Formar gestores para a complexidade
O que o contexto atual exige são ‘general managers’ capazes de compreender tecnologia sem serem engenheiros, de ler dados sem serem cientistas de dados, de avaliar impactos sociais e ambientais sem serem sociólogos; mas com profundidade suficiente para fazer as perguntas certas e tomar decisões informadas.
Durante décadas, a formação em gestão e em economia assentou numa separação relativamente clara de domínios: finanças de um lado, estratégia do outro, operações num terceiro espaço. O mundo funcionava, em grande medida, por silo. E as escolas de negócios refletiam essa lógica. Hoje, essa abordagem está claramente esgotada.
Os grandes desafios que enfrentamos — climáticos, tecnológicos, geopolíticos, sociais — não respeitam fronteiras disciplinares. Pelo contrário, emergem precisamente da interação entre sistemas económicos, tecnológicos, ambientais e humanos. Preparar os gestores e economistas do futuro exige, por isso, uma mudança profunda: não basta saber mais de uma área; é essencial saber ligar áreas diferentes.
Um recente relatório do World Economic Forum (WEF) sobre tecnologias emergentes para um planeta mais próspero é particularmente elucidativo. As soluções identificadas — da fermentação de precisão à observação da Terra em tempo real, da inteligência artificial aplicada à economia circular à transição energética — não são apenas tecnológicas. São soluções que combinam ciência, dados, engenharia, regulação, modelos de negócio, ética e impacto social. O ponto central não é a tecnologia em si, mas a capacidade de a integrar em decisões estratégicas responsáveis e com impacto.
Isto coloca um desafio direto às escolas de gestão.

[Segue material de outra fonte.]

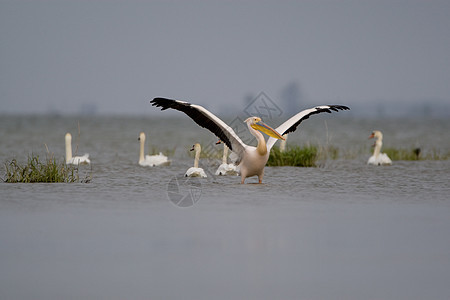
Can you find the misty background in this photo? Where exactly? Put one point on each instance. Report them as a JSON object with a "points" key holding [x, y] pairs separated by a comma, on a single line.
{"points": [[382, 58]]}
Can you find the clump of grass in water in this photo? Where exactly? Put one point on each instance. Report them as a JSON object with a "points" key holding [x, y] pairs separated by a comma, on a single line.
{"points": [[36, 170], [294, 156]]}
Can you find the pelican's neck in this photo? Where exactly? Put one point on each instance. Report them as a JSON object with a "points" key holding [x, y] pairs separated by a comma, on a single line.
{"points": [[225, 154], [283, 143], [378, 144], [197, 156], [261, 148], [68, 148], [141, 151]]}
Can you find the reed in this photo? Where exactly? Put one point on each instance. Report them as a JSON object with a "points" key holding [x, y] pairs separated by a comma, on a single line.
{"points": [[294, 156], [36, 170]]}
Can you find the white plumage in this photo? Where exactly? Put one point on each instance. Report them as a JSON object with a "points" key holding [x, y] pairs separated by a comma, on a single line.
{"points": [[378, 158], [76, 160], [225, 168], [150, 160], [195, 171], [249, 159]]}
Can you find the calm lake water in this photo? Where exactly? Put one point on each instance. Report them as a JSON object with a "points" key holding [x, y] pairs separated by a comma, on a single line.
{"points": [[343, 230]]}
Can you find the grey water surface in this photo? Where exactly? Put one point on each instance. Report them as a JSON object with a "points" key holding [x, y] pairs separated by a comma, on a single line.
{"points": [[343, 230]]}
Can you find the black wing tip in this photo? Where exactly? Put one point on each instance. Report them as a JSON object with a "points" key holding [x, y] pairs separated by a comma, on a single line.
{"points": [[166, 103], [335, 107]]}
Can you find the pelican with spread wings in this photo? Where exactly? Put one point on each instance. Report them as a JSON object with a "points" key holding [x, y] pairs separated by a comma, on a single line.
{"points": [[250, 160]]}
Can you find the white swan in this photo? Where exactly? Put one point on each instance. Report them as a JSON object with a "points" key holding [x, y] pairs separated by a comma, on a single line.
{"points": [[151, 160], [77, 160], [378, 158], [225, 168], [195, 171]]}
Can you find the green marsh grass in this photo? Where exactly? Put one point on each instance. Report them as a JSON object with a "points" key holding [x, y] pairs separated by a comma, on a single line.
{"points": [[294, 156], [48, 170]]}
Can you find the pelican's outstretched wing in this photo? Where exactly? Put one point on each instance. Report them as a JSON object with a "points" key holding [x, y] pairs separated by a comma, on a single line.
{"points": [[291, 124], [205, 119]]}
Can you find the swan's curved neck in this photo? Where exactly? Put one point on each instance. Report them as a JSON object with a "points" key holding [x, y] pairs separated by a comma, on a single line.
{"points": [[141, 151], [197, 157], [225, 154], [68, 149], [261, 148], [377, 149]]}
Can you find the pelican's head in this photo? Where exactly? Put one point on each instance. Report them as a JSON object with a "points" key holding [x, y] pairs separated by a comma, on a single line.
{"points": [[196, 147], [376, 134], [257, 124]]}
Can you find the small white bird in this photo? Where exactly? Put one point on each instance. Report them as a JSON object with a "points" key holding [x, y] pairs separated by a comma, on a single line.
{"points": [[378, 158], [151, 160], [226, 168], [77, 160], [195, 171]]}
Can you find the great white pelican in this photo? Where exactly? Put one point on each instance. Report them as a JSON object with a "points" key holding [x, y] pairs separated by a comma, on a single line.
{"points": [[250, 160]]}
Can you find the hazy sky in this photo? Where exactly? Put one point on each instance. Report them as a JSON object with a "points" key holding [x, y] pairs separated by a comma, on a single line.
{"points": [[63, 55]]}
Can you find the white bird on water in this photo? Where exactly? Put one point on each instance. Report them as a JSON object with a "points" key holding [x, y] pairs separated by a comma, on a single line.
{"points": [[195, 171], [378, 158], [77, 160], [225, 168], [250, 160], [151, 160]]}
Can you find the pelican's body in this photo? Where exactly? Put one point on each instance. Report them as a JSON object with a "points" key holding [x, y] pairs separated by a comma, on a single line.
{"points": [[249, 159], [75, 160], [378, 158], [195, 171], [225, 168], [150, 160]]}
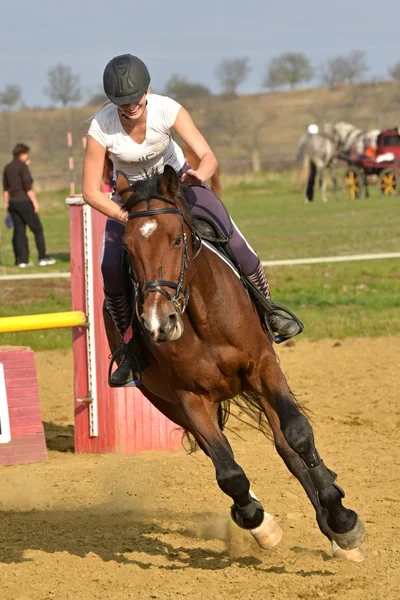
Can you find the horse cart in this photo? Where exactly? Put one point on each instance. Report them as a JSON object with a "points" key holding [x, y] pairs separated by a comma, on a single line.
{"points": [[382, 162]]}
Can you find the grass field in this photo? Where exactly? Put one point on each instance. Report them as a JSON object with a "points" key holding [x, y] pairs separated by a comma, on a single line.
{"points": [[334, 300]]}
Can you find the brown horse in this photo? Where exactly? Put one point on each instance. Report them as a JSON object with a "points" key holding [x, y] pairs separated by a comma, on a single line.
{"points": [[206, 345]]}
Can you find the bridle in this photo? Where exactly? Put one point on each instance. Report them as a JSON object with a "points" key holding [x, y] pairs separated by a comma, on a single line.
{"points": [[180, 298]]}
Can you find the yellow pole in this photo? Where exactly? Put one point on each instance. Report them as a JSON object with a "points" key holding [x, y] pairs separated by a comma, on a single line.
{"points": [[44, 321]]}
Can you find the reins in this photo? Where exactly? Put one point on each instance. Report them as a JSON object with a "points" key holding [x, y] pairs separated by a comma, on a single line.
{"points": [[180, 298]]}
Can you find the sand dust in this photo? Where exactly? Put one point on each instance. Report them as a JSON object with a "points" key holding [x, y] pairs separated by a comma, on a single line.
{"points": [[156, 526]]}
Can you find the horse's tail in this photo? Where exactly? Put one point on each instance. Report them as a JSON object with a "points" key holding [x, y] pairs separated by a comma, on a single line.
{"points": [[250, 413]]}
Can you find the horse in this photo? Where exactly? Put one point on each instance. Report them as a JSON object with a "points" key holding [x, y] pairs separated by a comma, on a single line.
{"points": [[315, 153], [205, 345]]}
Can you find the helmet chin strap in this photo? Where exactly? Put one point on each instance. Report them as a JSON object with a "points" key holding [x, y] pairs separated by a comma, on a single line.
{"points": [[125, 115]]}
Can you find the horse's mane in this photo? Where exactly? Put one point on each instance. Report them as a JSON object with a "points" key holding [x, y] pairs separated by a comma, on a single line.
{"points": [[150, 187]]}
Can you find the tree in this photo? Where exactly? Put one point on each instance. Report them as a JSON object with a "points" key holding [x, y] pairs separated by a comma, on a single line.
{"points": [[288, 69], [343, 70], [394, 71], [10, 96], [231, 74], [64, 86], [178, 86]]}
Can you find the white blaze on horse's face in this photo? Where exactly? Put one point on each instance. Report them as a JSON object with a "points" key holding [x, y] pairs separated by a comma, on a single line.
{"points": [[148, 228]]}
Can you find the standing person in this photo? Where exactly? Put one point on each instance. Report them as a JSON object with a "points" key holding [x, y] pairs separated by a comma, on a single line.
{"points": [[20, 200], [136, 129]]}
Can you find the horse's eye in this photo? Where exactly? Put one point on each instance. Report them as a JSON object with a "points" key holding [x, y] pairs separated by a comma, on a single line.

Continuar a formar excelentes especialistas funcionais é necessário, mas manifestamente insuficiente. O que o contexto atual exige são ‘general managers’ capazes de compreender tecnologia sem serem engenheiros, de ler dados sem serem cientistas de dados, de avaliar impactos sociais e ambientais sem serem sociólogos; mas com profundidade suficiente para fazer as perguntas certas e tomar decisões informadas.
Esta competência não nasce apenas da acumulação de cadeiras. Nasce da articulação entre disciplinas de gestão, humanidades e tecnologia.
As humanidades — filosofia, ética, história, sociologia — ajudam a enquadrar decisões num horizonte de longo prazo, a compreender consequências não intencionais e a lidar com dilemas reais de poder, justiça e responsabilidade. A tecnologia — inteligência artificial, ciência de dados, automação — redefine a forma como criamos valor, organizamos empresas e tomamos decisões. A gestão continua a ser o espaço de síntese: onde estratégia, inovação, governação, liderança e execução se encontram.
Esta integração não é um luxo académico; é uma necessidade prática. Um CEO que decide investir em inteligência artificial sem compreender os seus impactos organizacionais e éticos corre riscos sérios. Um gestor que define uma estratégia de sustentabilidade sem perceber de tecnologia ou cadeias de valor globais está condenado à irrelevância. E um economista que ignora limites ambientais ou dinâmicas sociais oferece análises cada vez menos úteis.
É neste contexto que, no próximo dia 27 de janeiro, lançaremos o Centre for Impact in Global Management (CIGMA) na Católica Porto Business School. O centro nasce precisamente da convicção de que a qualidade da gestão — sobretudo ao mais alto nível — será um dos principais fatores críticos para o futuro das organizações e da economia.
O CIGMA não é mais um centro temático. É um hub de gestão geral, orientado para líderes que carregam responsabilidade global sobre as suas organizações: CEO, administradores, conselhos de administração, empresários familiares e líderes de empresas de média dimensão com ambição internacional. O seu foco está na integração entre governação, estratégia, finanças, liderança, sustentabilidade, inovação e tecnologia.
Mais importante ainda, o CIGMA assume explicitamente uma lógica de ponte: entre investigação académica e prática empresarial; entre reflexão e ação; entre conhecimento técnico e julgamento humano. Porque formar gestores para o futuro não é apenas transmitir ferramentas, mas desenvolver critérios, capacidade de síntese e sentido de responsabilidade de longo prazo.
Num mundo em que sete dos nove limites planetários já foram ultrapassados, como sublinha o WEF, a gestão deixa de ser apenas um exercício de eficiência económica. Passa a ser, inevitavelmente, um exercício de responsabilidade sistémica. E isto exige uma formação que vá além da técnica.
As escolas de negócios que não fizerem esta transição arriscam-se a formar líderes excelentes para um mundo que já não existe. As que conseguirem integrar gestão, tecnologia e humanidades estarão a preparar decisores capazes de navegar a complexidade e de criar valor sustentável num contexto profundamente incerto. No fundo, a questão já não é se precisamos de gestores mais completos. A questão é se estamos dispostos a repensar seriamente como os formamos!